There’s a lot of nice design choices that make good use of VR, the kind that show the industry is starting to get to grips with virtual reality. Bring up your left hand, for example, and there’s a handy compass on your wrist which displays the next objective. By tapping the map tab next to the compass you can view a fantastic 3D map and pop down a custom marker just by touching the spot with your finger. Flip your hand over and it brings up a menu where you can check out handy information by using the finger of your other hand to navigate the screen. It’s terrific stuff and feels so natural. Likewise, using things like the crafting table is easy and intuitive thanks to the pop-up holographic menus.
While the controls are mostly excellent there were some moments of confusion. You can grab any gun with your other hand as we covered, but you can also grab the top of the weapon then rip the gun apart to collect resources from the debris. That’s fine, but over a dozen times in the heat of the moment I’d find my gun torn to little bits, which does make shooting stuff tricky. I also found weapons going missing, either simply disappearing or failing to go into their holster.
But for the most part Stormland is actually a pretty smooth experience. I never encountered any major bugs or glitches outside of a few enemies failing to register my presence. And once I got the settings tweaked the framerate stayed steady apart from one or two moments where they dipped down.
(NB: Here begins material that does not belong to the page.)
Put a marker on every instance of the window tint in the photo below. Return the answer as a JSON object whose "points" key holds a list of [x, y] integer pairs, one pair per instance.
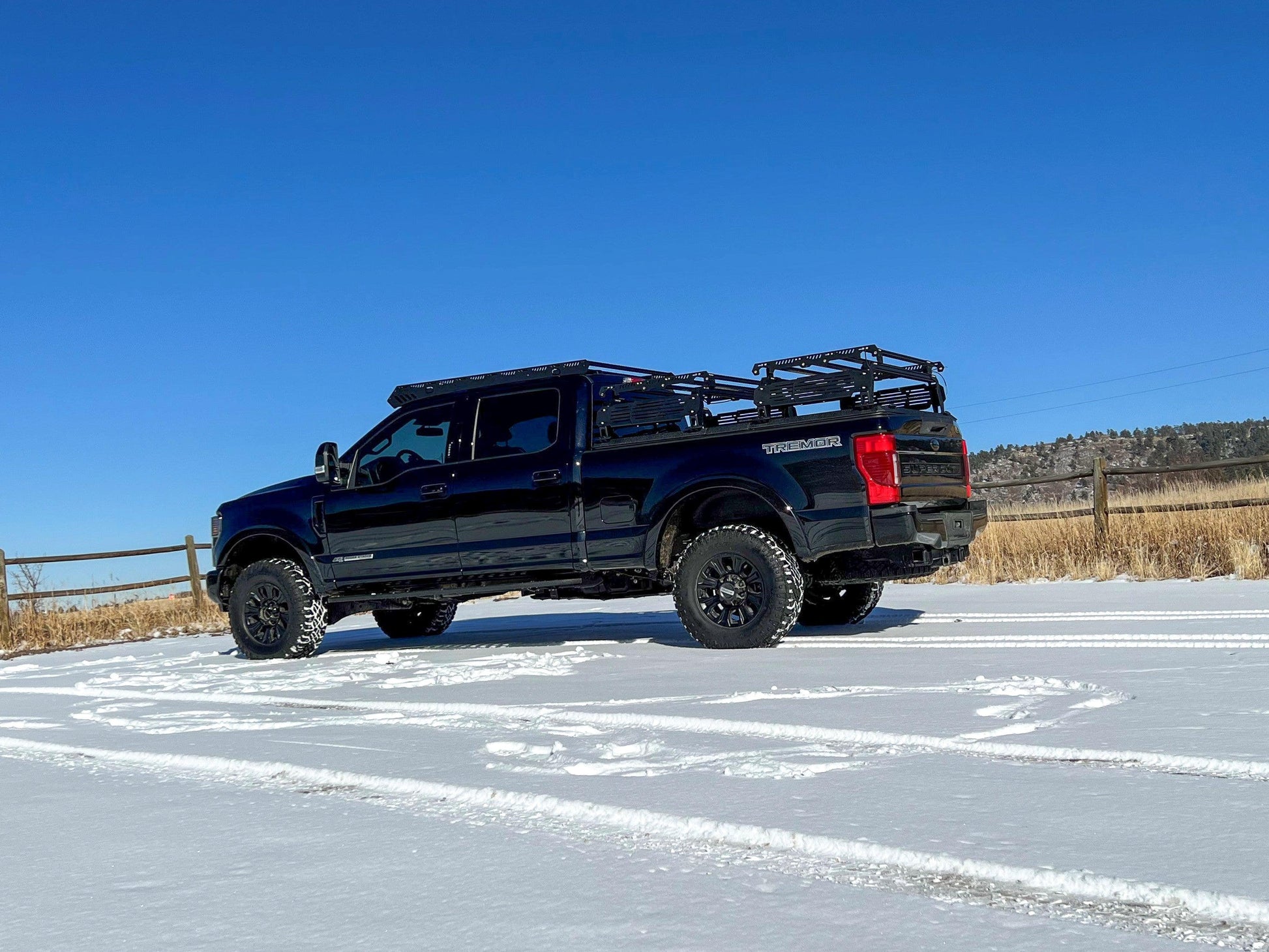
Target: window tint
{"points": [[516, 423], [418, 439]]}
Stormland certainly has issues and questionable design choices, then, but ultimately I still enjoyed playing it. It’s yet another strong VR exclusive, following hot on the heels of Asgard’s Wrath. This is the kind of output we need to see to help grow virtual reality gaming, games that provide a meatier time than just a novelty experience. However, as strong as the shooting and movement is in Stormland the basic mission structure needed to be so much more substantial than it is. So in order to enjoy Stormland VR you need to go in with the right expectations. Do that and you’re in for a good time, courtesy of Insomniac who continue to be one of the greatest forces in the industry today.